This is the last tutorial on efficient data cleaning methods. Let’s explore the storage methods for data with different uses.
10 . Data storage selection schemes for different scenarios
- Structured data for high-frequency queries. For example, if a crawler fetches e-commerce product data, including product names, prices, categories, sales volumes, positive and negative reviews, and manufacturer data, and these data will be mainly used for Web API associated queries later, the preferred option is to use an SQL database, such as PostgreSQL or MySQL. When the data volume reaches hundreds of millions, PostgreSQL generally outperforms MySQL in terms of performance and has better scalability. Install third-party libraries using pip
pip install psycopg2
Example code for creating tables and inserting data using Python.
import psycopg2
from psycopg2 import OperationalError
def create_connection(db_name, db_user, db_password, db_host, db_port):
connection = None
try:
connection = psycopg2.connect(
database=db_name,
user=db_user,
password=db_password,
host=db_host,
port=db_port,
)
print("Connection to PostgreSQL DB successful")

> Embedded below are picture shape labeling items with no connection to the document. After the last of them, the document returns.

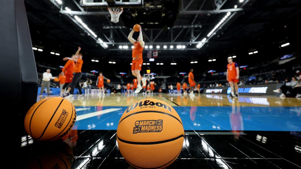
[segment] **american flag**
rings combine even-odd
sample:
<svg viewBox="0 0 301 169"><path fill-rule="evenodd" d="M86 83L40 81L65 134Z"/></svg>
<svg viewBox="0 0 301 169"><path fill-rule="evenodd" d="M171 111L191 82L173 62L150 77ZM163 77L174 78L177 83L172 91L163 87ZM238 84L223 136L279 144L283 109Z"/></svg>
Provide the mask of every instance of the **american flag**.
<svg viewBox="0 0 301 169"><path fill-rule="evenodd" d="M147 51L147 58L151 58L151 51Z"/></svg>
<svg viewBox="0 0 301 169"><path fill-rule="evenodd" d="M158 58L158 51L153 51L153 57L154 58Z"/></svg>

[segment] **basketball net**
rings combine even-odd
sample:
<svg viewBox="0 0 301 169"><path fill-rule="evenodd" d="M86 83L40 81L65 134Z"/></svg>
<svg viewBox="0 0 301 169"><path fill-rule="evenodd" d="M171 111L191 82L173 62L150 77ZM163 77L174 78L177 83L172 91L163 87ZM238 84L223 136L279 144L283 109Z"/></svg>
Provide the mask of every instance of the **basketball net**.
<svg viewBox="0 0 301 169"><path fill-rule="evenodd" d="M122 8L108 8L108 10L111 14L111 22L117 23L119 21L119 16L123 12Z"/></svg>

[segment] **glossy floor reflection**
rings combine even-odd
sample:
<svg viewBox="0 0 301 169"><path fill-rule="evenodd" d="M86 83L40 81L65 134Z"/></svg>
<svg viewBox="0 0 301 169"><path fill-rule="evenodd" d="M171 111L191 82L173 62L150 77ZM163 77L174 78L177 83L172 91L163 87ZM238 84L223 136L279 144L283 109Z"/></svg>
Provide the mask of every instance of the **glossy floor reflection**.
<svg viewBox="0 0 301 169"><path fill-rule="evenodd" d="M128 106L148 98L168 102L183 122L182 151L168 168L301 168L300 100L215 94L75 96L73 130L52 143L21 138L20 167L132 168L119 151L117 124Z"/></svg>

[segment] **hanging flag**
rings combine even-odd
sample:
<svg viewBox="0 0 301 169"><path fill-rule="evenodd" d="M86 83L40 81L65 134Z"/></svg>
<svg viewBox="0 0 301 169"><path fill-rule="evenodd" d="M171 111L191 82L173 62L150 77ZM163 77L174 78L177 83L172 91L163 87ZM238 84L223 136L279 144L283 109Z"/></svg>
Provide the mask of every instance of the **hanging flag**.
<svg viewBox="0 0 301 169"><path fill-rule="evenodd" d="M154 58L158 57L158 51L154 51L153 52L153 57Z"/></svg>
<svg viewBox="0 0 301 169"><path fill-rule="evenodd" d="M147 58L151 58L151 51L147 51Z"/></svg>

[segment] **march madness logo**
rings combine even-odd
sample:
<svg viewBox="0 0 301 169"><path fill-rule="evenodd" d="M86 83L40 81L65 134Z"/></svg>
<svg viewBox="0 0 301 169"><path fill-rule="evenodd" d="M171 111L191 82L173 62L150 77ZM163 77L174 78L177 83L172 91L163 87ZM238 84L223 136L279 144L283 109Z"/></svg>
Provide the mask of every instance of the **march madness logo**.
<svg viewBox="0 0 301 169"><path fill-rule="evenodd" d="M62 126L63 125L64 122L66 120L67 116L68 116L68 112L63 109L63 111L62 111L62 114L61 114L59 118L56 122L56 123L54 126L59 128L61 128Z"/></svg>
<svg viewBox="0 0 301 169"><path fill-rule="evenodd" d="M146 132L161 132L163 129L163 120L136 121L133 134Z"/></svg>

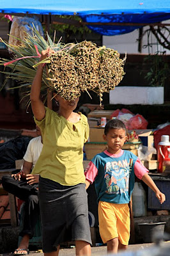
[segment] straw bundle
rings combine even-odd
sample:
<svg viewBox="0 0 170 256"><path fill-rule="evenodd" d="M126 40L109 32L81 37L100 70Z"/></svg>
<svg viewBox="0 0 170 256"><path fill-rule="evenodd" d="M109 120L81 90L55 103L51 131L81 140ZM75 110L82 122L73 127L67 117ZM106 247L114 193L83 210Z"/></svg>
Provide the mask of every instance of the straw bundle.
<svg viewBox="0 0 170 256"><path fill-rule="evenodd" d="M92 90L99 95L101 104L103 93L113 90L123 79L125 58L120 59L117 51L104 46L98 47L87 41L54 44L48 35L46 41L35 29L33 31L34 36L27 35L17 47L4 42L15 53L14 59L26 56L9 64L12 73L3 72L20 81L22 84L19 86L28 86L30 91L37 66L45 63L42 90L54 89L56 93L68 100L79 97L82 92L89 93ZM48 58L38 62L35 45L39 52L48 47L52 51L49 51ZM0 65L7 61L0 60Z"/></svg>

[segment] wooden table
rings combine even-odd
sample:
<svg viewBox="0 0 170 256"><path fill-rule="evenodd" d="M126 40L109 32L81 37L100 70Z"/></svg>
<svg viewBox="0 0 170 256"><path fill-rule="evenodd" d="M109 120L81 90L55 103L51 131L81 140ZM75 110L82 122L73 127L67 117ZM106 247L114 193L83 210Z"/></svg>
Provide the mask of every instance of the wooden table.
<svg viewBox="0 0 170 256"><path fill-rule="evenodd" d="M0 179L1 179L3 176L8 174L11 175L12 172L15 170L16 169L0 170ZM8 193L8 196L12 227L17 227L18 225L18 218L15 196L10 193Z"/></svg>

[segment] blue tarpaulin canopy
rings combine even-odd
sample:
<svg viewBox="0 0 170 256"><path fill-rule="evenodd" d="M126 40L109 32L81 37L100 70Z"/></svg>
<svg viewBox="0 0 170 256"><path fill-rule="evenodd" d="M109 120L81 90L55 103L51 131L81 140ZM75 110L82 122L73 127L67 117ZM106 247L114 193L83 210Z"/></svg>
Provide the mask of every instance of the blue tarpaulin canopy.
<svg viewBox="0 0 170 256"><path fill-rule="evenodd" d="M77 15L90 22L90 29L111 36L131 32L141 23L170 19L170 0L1 0L0 12ZM115 22L124 25L112 26Z"/></svg>

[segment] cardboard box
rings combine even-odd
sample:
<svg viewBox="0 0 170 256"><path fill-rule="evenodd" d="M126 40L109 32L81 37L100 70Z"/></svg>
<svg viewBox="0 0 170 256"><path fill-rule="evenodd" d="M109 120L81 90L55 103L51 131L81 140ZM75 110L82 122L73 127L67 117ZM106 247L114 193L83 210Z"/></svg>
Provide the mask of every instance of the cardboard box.
<svg viewBox="0 0 170 256"><path fill-rule="evenodd" d="M137 133L139 135L139 138L142 141L143 146L146 146L148 147L154 147L154 138L153 135L151 135L152 130L140 130Z"/></svg>
<svg viewBox="0 0 170 256"><path fill-rule="evenodd" d="M104 128L89 128L88 142L105 142L103 139Z"/></svg>
<svg viewBox="0 0 170 256"><path fill-rule="evenodd" d="M88 113L88 118L95 117L101 118L101 117L106 117L107 119L110 120L113 112L114 110L94 110Z"/></svg>

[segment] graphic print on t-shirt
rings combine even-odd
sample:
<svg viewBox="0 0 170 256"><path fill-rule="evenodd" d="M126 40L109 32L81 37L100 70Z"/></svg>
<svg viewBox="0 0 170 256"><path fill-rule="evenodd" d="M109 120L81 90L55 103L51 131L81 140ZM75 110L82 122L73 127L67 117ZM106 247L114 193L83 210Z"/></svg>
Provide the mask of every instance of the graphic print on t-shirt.
<svg viewBox="0 0 170 256"><path fill-rule="evenodd" d="M107 162L105 164L105 193L121 194L128 191L130 167L132 164L132 159L128 163L126 160L123 160Z"/></svg>

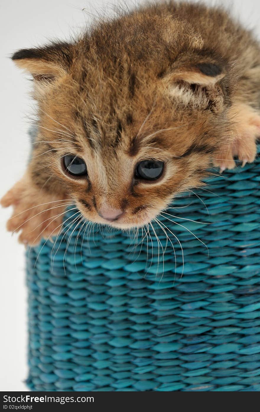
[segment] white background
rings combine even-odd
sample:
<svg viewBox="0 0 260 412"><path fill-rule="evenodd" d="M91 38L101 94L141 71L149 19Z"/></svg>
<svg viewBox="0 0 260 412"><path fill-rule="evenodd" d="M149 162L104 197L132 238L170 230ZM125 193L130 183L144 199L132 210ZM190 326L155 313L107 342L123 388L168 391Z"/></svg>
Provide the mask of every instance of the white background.
<svg viewBox="0 0 260 412"><path fill-rule="evenodd" d="M212 4L213 2L206 1ZM134 1L125 0L132 7ZM137 1L136 2L138 2ZM217 2L215 2L215 3ZM29 143L26 135L33 103L30 82L9 58L15 50L43 44L49 39L68 39L93 15L112 12L112 5L103 0L7 0L0 5L0 197L21 176ZM259 0L223 0L234 14L260 38ZM82 9L84 9L83 10ZM28 77L27 77L28 78ZM24 250L15 236L5 229L9 210L0 212L0 391L26 391L26 292Z"/></svg>

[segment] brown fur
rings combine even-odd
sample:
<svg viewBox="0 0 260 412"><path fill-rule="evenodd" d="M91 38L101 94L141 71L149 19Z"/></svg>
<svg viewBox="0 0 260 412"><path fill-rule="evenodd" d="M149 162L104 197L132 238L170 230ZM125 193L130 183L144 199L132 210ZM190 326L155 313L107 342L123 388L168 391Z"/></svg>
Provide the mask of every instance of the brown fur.
<svg viewBox="0 0 260 412"><path fill-rule="evenodd" d="M42 223L37 205L67 199L94 222L105 222L98 211L106 208L124 212L113 226L142 225L200 185L213 162L223 170L235 155L253 161L260 52L222 9L169 1L101 22L70 43L15 53L35 79L38 143L26 176L2 200L14 206L8 228L19 227L30 244L52 236L56 209ZM87 178L64 173L69 153L84 160ZM157 180L134 177L148 159L165 162Z"/></svg>

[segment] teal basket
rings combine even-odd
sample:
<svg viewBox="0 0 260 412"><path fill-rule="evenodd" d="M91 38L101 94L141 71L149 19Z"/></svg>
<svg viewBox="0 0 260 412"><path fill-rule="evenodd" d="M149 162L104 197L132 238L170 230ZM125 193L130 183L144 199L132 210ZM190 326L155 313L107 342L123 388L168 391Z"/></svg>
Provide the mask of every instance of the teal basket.
<svg viewBox="0 0 260 412"><path fill-rule="evenodd" d="M30 389L260 390L260 159L208 181L142 244L70 211L28 251Z"/></svg>

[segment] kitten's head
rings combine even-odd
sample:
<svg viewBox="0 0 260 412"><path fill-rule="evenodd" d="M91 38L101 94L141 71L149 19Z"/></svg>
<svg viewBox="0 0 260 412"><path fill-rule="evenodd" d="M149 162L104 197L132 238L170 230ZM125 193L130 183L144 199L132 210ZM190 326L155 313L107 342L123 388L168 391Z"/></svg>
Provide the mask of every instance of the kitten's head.
<svg viewBox="0 0 260 412"><path fill-rule="evenodd" d="M136 13L77 41L14 54L34 78L30 168L39 187L63 190L91 220L125 228L200 184L227 136L227 76L185 30Z"/></svg>

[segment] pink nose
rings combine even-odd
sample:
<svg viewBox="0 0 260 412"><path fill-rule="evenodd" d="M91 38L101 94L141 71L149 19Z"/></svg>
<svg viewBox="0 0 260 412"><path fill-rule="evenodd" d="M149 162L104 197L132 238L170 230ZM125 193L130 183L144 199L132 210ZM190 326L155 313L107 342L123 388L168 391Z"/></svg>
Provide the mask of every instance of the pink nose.
<svg viewBox="0 0 260 412"><path fill-rule="evenodd" d="M108 207L101 208L98 211L98 214L101 218L109 222L113 222L118 219L123 213L120 209L114 209Z"/></svg>

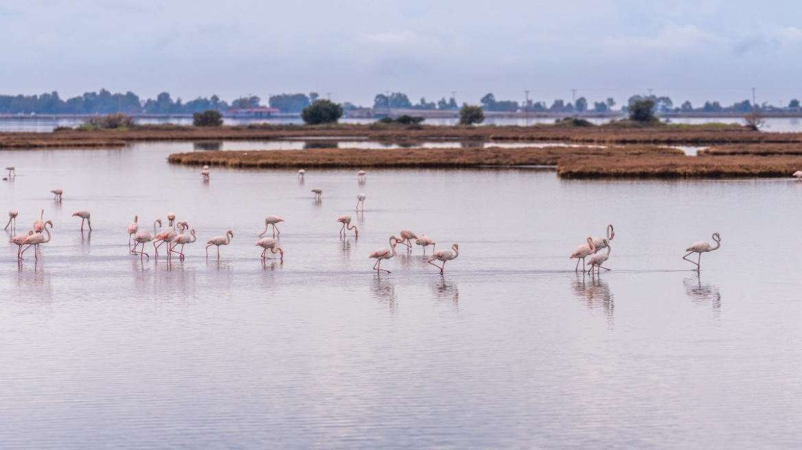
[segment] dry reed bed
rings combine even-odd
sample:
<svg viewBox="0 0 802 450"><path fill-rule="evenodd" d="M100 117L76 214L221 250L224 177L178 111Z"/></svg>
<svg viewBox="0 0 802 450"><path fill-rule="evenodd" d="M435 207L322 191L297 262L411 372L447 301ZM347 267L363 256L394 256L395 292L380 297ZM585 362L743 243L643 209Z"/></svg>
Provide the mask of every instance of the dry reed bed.
<svg viewBox="0 0 802 450"><path fill-rule="evenodd" d="M193 151L171 155L175 164L254 168L472 167L479 166L557 165L566 155L638 158L644 155L682 155L682 151L654 147L542 148L387 149L357 148Z"/></svg>

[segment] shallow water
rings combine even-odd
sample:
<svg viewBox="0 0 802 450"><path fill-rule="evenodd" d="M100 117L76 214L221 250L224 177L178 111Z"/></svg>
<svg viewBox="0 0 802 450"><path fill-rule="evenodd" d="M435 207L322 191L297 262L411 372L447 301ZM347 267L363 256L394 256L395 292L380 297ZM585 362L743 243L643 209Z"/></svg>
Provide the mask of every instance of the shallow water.
<svg viewBox="0 0 802 450"><path fill-rule="evenodd" d="M218 168L204 183L165 161L192 149L0 154L18 231L43 207L55 224L38 263L12 245L2 259L0 447L799 444L800 282L779 250L802 183ZM197 232L185 260L129 255L134 215L169 211ZM338 238L342 214L358 239ZM267 215L286 219L283 263L253 245ZM608 223L612 270L577 275L568 255ZM444 276L417 247L371 272L402 227L460 255ZM713 231L698 275L683 251Z"/></svg>

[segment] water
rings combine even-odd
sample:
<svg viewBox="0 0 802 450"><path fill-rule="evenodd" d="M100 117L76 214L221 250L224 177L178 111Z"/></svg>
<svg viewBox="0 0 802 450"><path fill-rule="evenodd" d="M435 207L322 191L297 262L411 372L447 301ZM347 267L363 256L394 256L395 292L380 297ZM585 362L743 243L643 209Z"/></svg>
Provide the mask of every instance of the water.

except OperationalError as e:
print(f"The error '{e}' occurred")
return connection
def execute_query(connection, query):
connection.autocommit = True
cursor = connection.cursor()
try:
cursor.execute(query)
print("Query executed successfully")
except OperationalError as e:
print(f"The error '{e}' occurred")
# Demo
if __name__ == "__main__":
# replace with your db host
connection = create_connection(
"your_database", "your_user", "your_password", "localhost", "5432"
)
# create table demo
create_users_table = """
CREATE TABLE IF NOT EXISTS users (
id SERIAL PRIMARY KEY,
name TEXT NOT NULL,
age INTEGER,
gender TEXT,
nationality TEXT
)
"""
execute_query(connection, create_users_table)
# insert data demo
create_users = """
INSERT INTO
users (name, age, gender, nationality)
VALUES
('James', 25, 'male', 'USA'),
('Leila', 32, 'female', 'France'),
('Brigitte', 35, 'female', 'England'),
('Mike', 40, 'male', 'Denmark'),
('Elizabeth', 21, 'female', 'Canada');
"""
execute_query(connection, create_users)
In fact, using Python to perform CRUD operations on PostgreSQL is quite similar to that on MySQL. Once you master one of them, you can generally apply the knowledge to other SQL-like databases.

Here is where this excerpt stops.